Nonce (Initialization Vector)
AEAD encryption requires, in addition to the key, a nonce — a “number used once.”
-
In AES-GCM, this plays the same role as an initialization vector (IV): it ensures that even if the same plaintext is encrypted twice with the same key, the ciphertexts will differ.
-
TLS 1.3 guarantees uniqueness by constructing the nonce from a per-record counter (the record sequence number) combined with fixed values derived during the handshake.
-
The same key+nonce pair must never be reused; uniqueness is critical for security.
Authentication tag and AEAD
Each encrypted record also carries a 16-byte authentication tag.
This tag works just like a Message Authentication Code (MAC):
-
It is computed from the ciphertext and a secret key, and
-
It allows the receiver to verify that the record came from someone who knows the key and that it was not modified in transit.
The difference is that in AEAD ciphers such as AES-GCM or ChaCha20-Poly1305, the tag is generated as part of the encryption process rather than by running a separate MAC algorithm. This gives us encryption and integrity in one step.
HKDF: HMAC-based Key Derivation Function
TLS 1.3 relies on HKDF (HMAC-based Key Derivation Function) to generate the many keys it needs from a single shared secret.
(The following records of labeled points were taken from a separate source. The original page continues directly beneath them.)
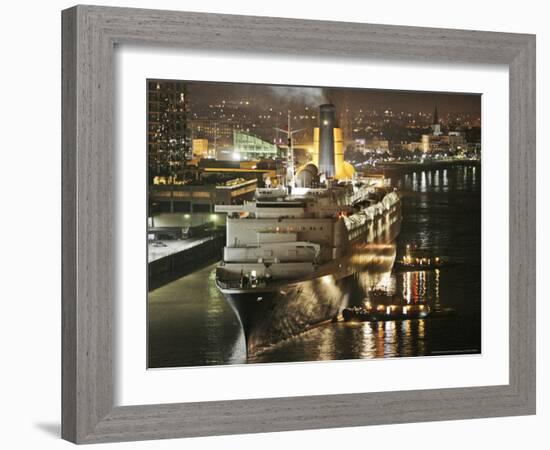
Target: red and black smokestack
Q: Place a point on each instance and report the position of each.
(327, 123)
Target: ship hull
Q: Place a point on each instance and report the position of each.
(273, 314)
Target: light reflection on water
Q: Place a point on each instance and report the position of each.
(190, 323)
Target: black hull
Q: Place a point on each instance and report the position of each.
(269, 316)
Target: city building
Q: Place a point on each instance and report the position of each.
(248, 147)
(436, 125)
(168, 134)
(200, 148)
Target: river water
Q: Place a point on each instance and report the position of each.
(191, 324)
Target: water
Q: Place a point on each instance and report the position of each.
(191, 324)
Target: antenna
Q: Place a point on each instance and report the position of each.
(290, 175)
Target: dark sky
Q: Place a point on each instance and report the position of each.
(282, 97)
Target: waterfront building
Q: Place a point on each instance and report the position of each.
(199, 197)
(248, 147)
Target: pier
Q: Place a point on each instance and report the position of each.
(395, 168)
(172, 259)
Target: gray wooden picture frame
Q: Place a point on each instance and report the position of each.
(89, 36)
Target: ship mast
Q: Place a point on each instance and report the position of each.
(290, 179)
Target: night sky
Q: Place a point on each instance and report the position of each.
(261, 97)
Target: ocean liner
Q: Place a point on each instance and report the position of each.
(291, 252)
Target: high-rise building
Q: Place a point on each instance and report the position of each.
(168, 131)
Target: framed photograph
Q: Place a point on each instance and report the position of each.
(266, 228)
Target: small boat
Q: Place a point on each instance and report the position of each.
(414, 261)
(381, 311)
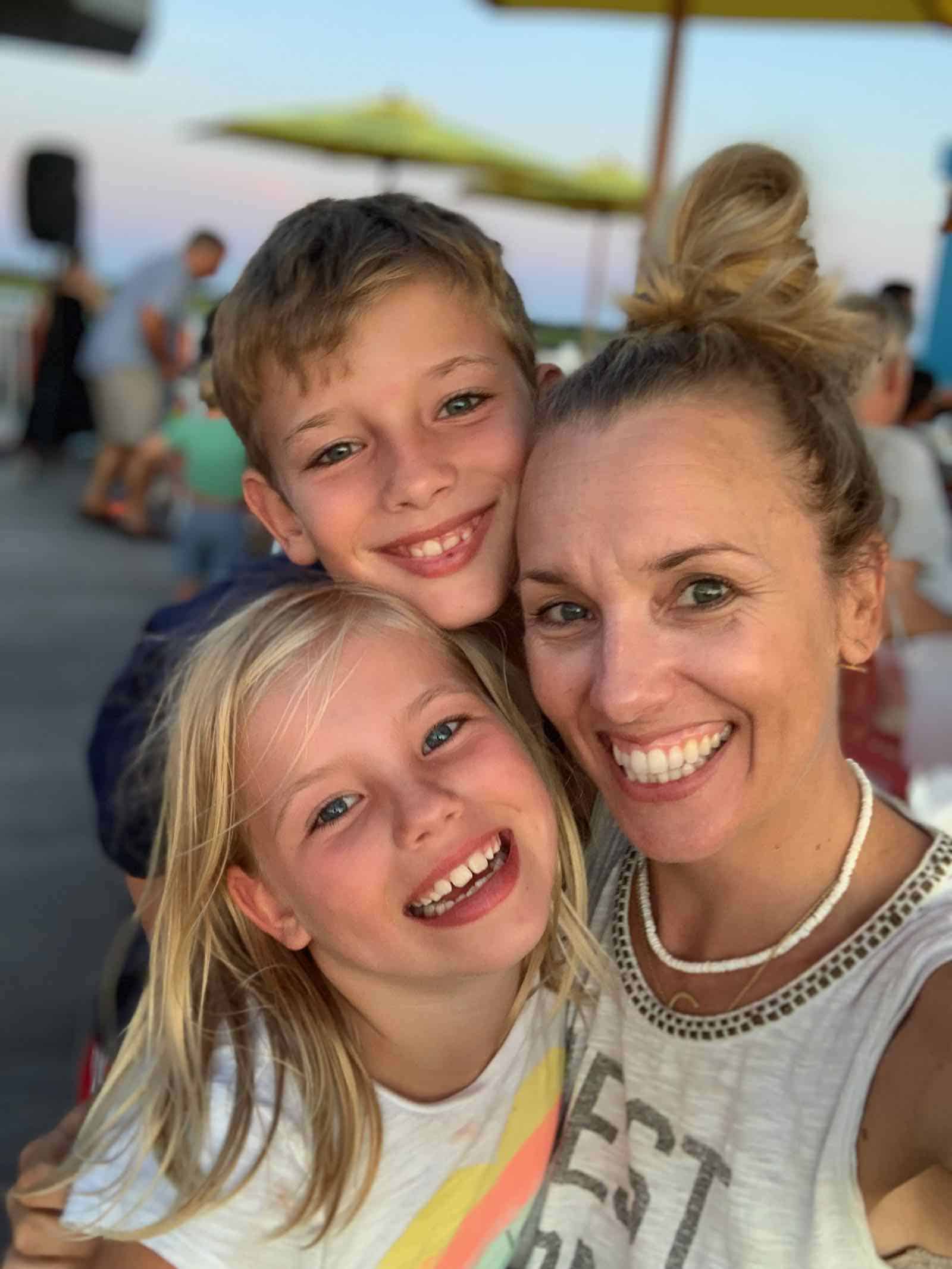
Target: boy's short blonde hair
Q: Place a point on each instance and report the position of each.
(322, 267)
You can think of HKDF as a cryptographically secure pseudorandom number generator (PRNG) that is designed specifically for keys.
-
It takes an initial secret (such as the Diffie-Hellman output) and mixes it with other values like the client and server randoms.
-
It then uses HMAC to “stretch” that input into as many independent-looking outputs as we need: handshake keys, client traffic keys, server traffic keys, and more.
-
Each output is labeled, so even though they all come from the same starting point, the keys are distinct and cannot be confused with one another.
Because HKDF is deterministic, both sides that start with the same inputs will always produce the same set of keys ... without ever sending the keys across the network.